I want to get feedback on an idea I have and see if others have already thought about this and have ideas. I am pretty new to Pyro and working on getting my first variational Bayesian logistic regression model to give reasonable results. This post is looking ahead a bit to something I would like to do in Pyro.
I have a gig economy use case in which different feature observations have wildly different statistical uncertainties. For this use case, my features are the fraction of jobs that a contractor has done that have an occurrence of given condition, like showing up late, for example. If the contractor has done 100 jobs, that feature is well-measured. If they have only done one job, it is very poorly measured, yet if they had a bad outcome on that first job, it is still valuable information and I would like to include it.
I propose that I need to have not only my model parameters be distributions, but also my observations. I believe that this is needed both in training/inferring the model parameters, and when making predictions.

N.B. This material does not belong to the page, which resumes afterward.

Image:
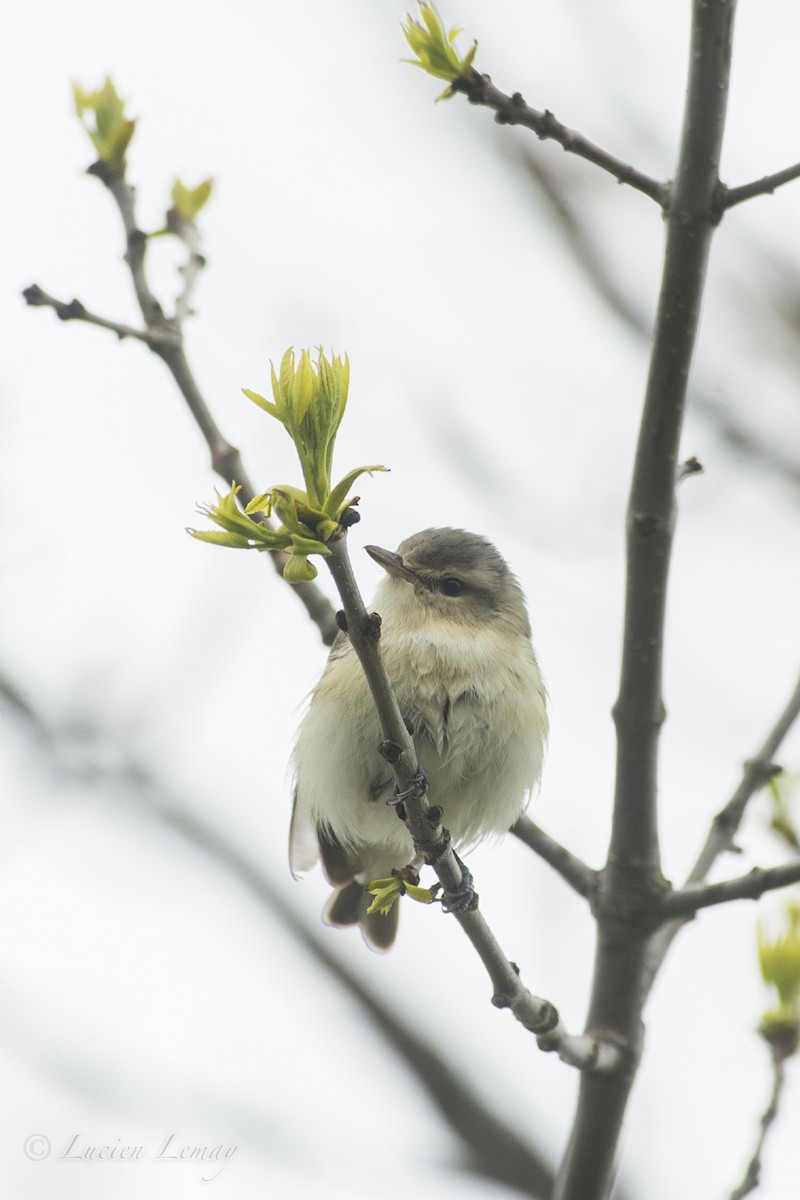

In the inference phase, I believe that it is similar to weighting my samples by their uncertainty, but would be accomplished by making multiple samples from each observation.
When making predictions, one would want to sample from the feature distributions (x_i’s) as well as the parameter distributions with the goal of getting the mean and standard deviation that include the uncertainty from the features of the specific observation as well as the model parameters.
Your thoughts on this? Can anyone point me to previous work on this? I have not found anything on the web on this topic.